When the first quarter closes and the calendar turns to April, companies receive a little reminder that tells them it’s time to reexamine the environmental impact of their operations. We’re talking, of course, about Earth Day. The annual tradition has gone a long way toward raising awareness for corporate social responsibility and encouraging more sustainable business practices. But to see the most transformative effects – for your business and your community – companies need to do a little more than encourage employees to print double-sided reports and unplug the coffee maker before leaving on Friday.
Recognizing the Data Drain
If you ask 10 different employees what is the leading contributor to the company’s energy bills, you’ll likely get 10 different answers. So what’s truly draining the resources of most organizations? Data.
Without data, the modern business is paralyzed. From employee insurance forms to market intelligence, companies take every precaution to ensure that information is safely stored and available whenever it is needed. The trouble is, few people outside the IT department understand where gigabytes go after you save a Word document or download a presentation. Not only does that data sit on your hard drive, it is likely backed up and eventually archived on tape, disk and in the cloud.
This information doesn’t sleep at night either. Servers are running and disks are spinning around the clock to make sure that data is secure. And as servers multiply and tape archives expand, the amount of energy consumed is immense. According to the Clipper Group, approximately 32 kilowatt-hours are consumed annually for each and every gigabyte of data held on SATA disks.

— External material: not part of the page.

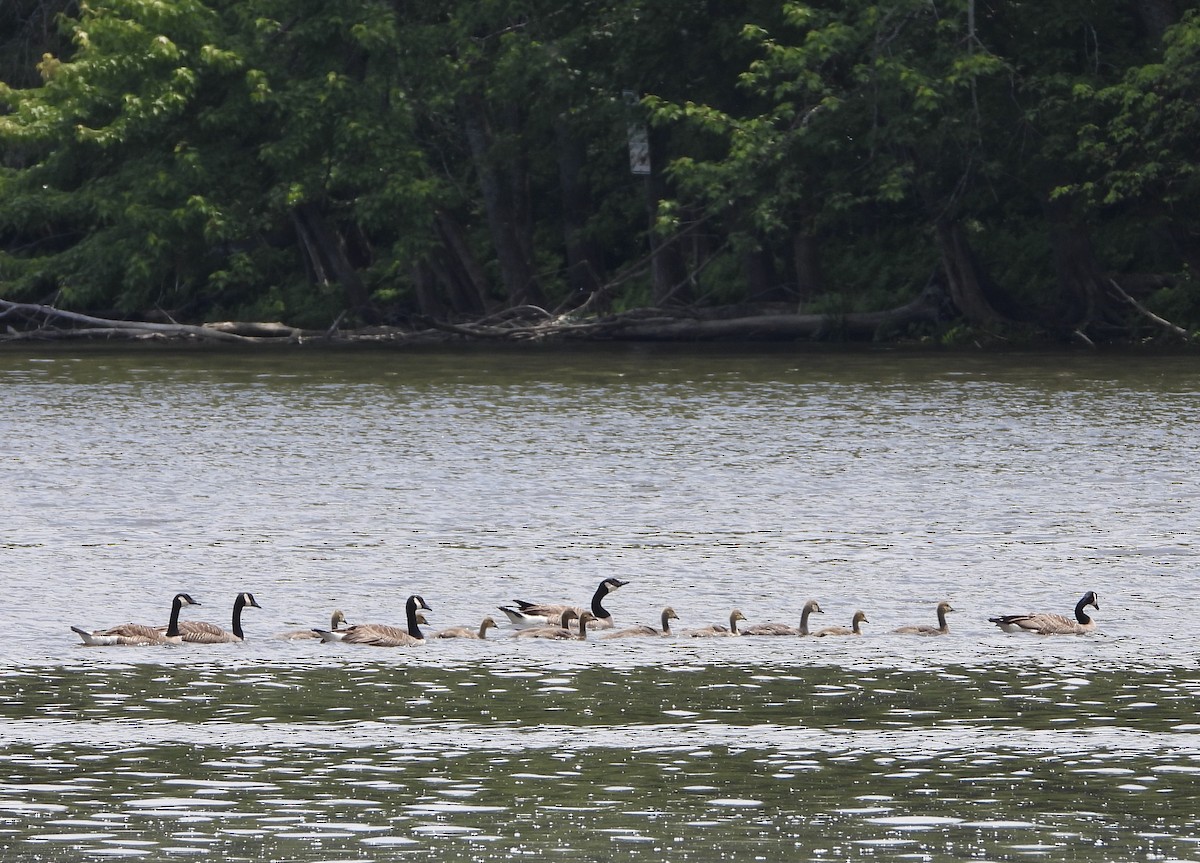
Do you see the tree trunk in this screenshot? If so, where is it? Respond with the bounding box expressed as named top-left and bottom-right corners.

With companies now routinely storing terabytes of data, and some venturing into zettabyte territory, sustainability certainly comes to mind when looking at your monthly electric bill.
Turning to Tape
Whether for compliance requirements or business interests, the majority of data stored by companies is old records. Although they are not called upon for everyday operations (with 95% of data never accessed again after 90 days), they are still in the background siphoning their own portion of the electric grid. The good news is, relying on tape drives as opposed to disks can have a significant impact on energy consumption.
Although tape has its detractors, it continues to outpace the competition in terms of total cost of ownership and energy-efficiency. And when extrapolated to the massive scale of an offsite storage partner like Iron Mountain, the numbers speak for themselves.
Using the Environmental Protection Agency‘s conversion factor for kilowatt-hours to metric tons of carbon emissions, Iron Mountain’s customers cut approximately 1.7 billion tons of CO2 by storing their data on more than 79 million tapes as an alternative to disk storage. With this weight off their back, companies are free to manage leaner, more efficient systems that are better for the environment and better for the bottom line.